WASHINGTON (Reuters) – Astronomers have spotted the closest black hole to Earth ever discovered and are surprised about its living arrangements – residing harmoniously with two stars in a remarkable celestial marriage that may end in a nasty breakup.

An artist’s impression depicts the orbits of the two stars and the black hole in the HR 6819 triple system, made up of an inner binary with one star (orbit in blue) and a newly discovered black hole (orbit in red), as well as a third star in a wider orbit (also in blue), in this image released on May 6, 2020. ESO/L. Calcada/Handout via REUTERS

The black hole, at least 4.2 times the mass of the sun, is gravitationally bound to two stars in a so-called triple system roughly 1,000 light years from Earth, researchers said on Wednesday.

“Just around the corner” in cosmic terms, said Chile-based European Southern Observatory astronomer Thomas Rivinius, lead author of the study published in the journal Astronomy & Astrophysics.

A light year is the distance light travels in a year, 5.9 trillion miles (9.5 trillion km).

Black holes are extraordinarily dense objects possessing gravitational pulls so powerful that not even light can escape. Some are monstrous like the one at our galaxy’s center 26,000 light years from Earth that is four million times the sun’s mass.

Garden variety so-called stellar-mass black holes like the newly discovered one have the mass of a single star. This one probably began its life as a star up to 20 times the sun’s mass that collapsed into a black hole at the end of its relatively short lifespan.

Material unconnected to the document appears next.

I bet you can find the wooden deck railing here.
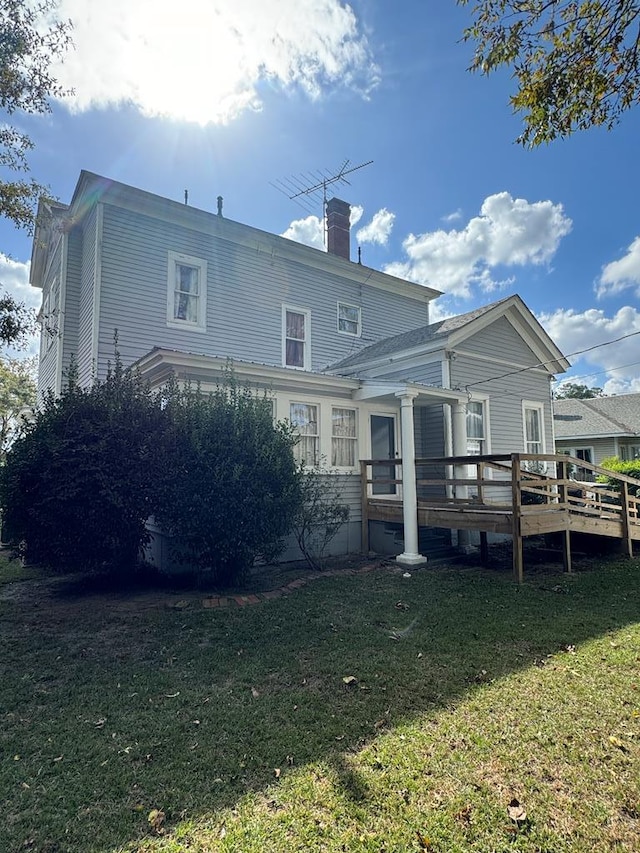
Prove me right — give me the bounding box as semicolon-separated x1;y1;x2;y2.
361;453;640;581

This triple system, called HR 6819, can be seen from Earth’s southern hemisphere with the naked eye, in the constellation Telescopium. Until now, the closest-known black hole was one perhaps three times further away.

Only a few dozen stellar-mass black holes previously were known. But there may be hundreds of millions or even a billion of them in the Milky Way, said astrophysicist and study co-author Petr Hadrava of the Academy of Sciences of the Czech Republic.

This black hole, detected using an observatory in Chile, is minding its manners and has not shredded its two partners: stars about five or six times the mass of the sun. At least not yet.

“The formation of a black hole is a violent process, and most models would not have predicted a triple system could survive that but rather would fly apart,” Rivinius said.

The black hole forms a pair with one of the two stars, as near to one another as the Earth is to the sun. The other star is much further away, orbiting the pair. This star spins so rapidly that it is misshapen, bulging at the equator.

The two stars are sufficiently distant from the black hole that it is not pulling material from them. But in a few million years the closer star is expected to grow in size as part of its life cycle.

“What happens then is uncertain,” Rivinius said. “The most spectacular outcome would be if the black hole ends up with that star inside it.”